A highly sensitive and selective nitric oxide/butanone temperature-dependent sensor based on waste biomass-derived mesoporous SnO2 hierarchical microtubes

Most currently reported metal oxide-based sensors are designed to monitor a given flammable or toxic gas. Hence, how to achieve a sensor with high response and selectivity towards different gases remains a challenge. To this end, a biomorphic SnO2 hierarchical structure was synthesized by a simple and controllable manner of SnCl4 impregnation and calcination in air using a waste tung seed shell as a biotemplate.
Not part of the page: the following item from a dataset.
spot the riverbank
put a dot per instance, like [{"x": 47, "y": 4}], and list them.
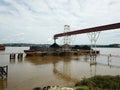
[{"x": 99, "y": 82}]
The nanosheet-coated tube skeleton calcined at 600 °C is cross-linked by small-size nanoparticles (SnO2-6), and the inner surface of the tube wall is attached by “concave–convex” aggregates. Compared to the template-free SnO2 nanoparticles, the biomorphic SnO2-6 material also has a broad mesoporous distribution, a relatively large specific surface area and rich oxygen vacancy defects. These structural characteristics greatly promote gas molecule transmission and adsorption to the sensing layer, and effectively increase the amount of surface adsorbed oxygen species and active sites of the sensing material. Accordingly, the synergistic effect of these multiple factors significantly improves the sensing performance of SnO2-6 towards toxic and flammable gases. At a low working temperature of 92 °C, the SnO2-6 sensor presents a high response of 822.1 to 10 ppm NO and also possesses a high response of 50.1 to 100 ppm butanone vapor at 217 °C, which are superior to template-free SnO2 nanoparticles and the corresponding metal oxide sensors reported so far. In addition, it has a rapid response/recovery rate, good selectivity, satisfactory reproducibility and moisture resistance. Therefore, the SnO2-6 sensing material has potential applications in portable temperature-dependent dual-functional gas sensors.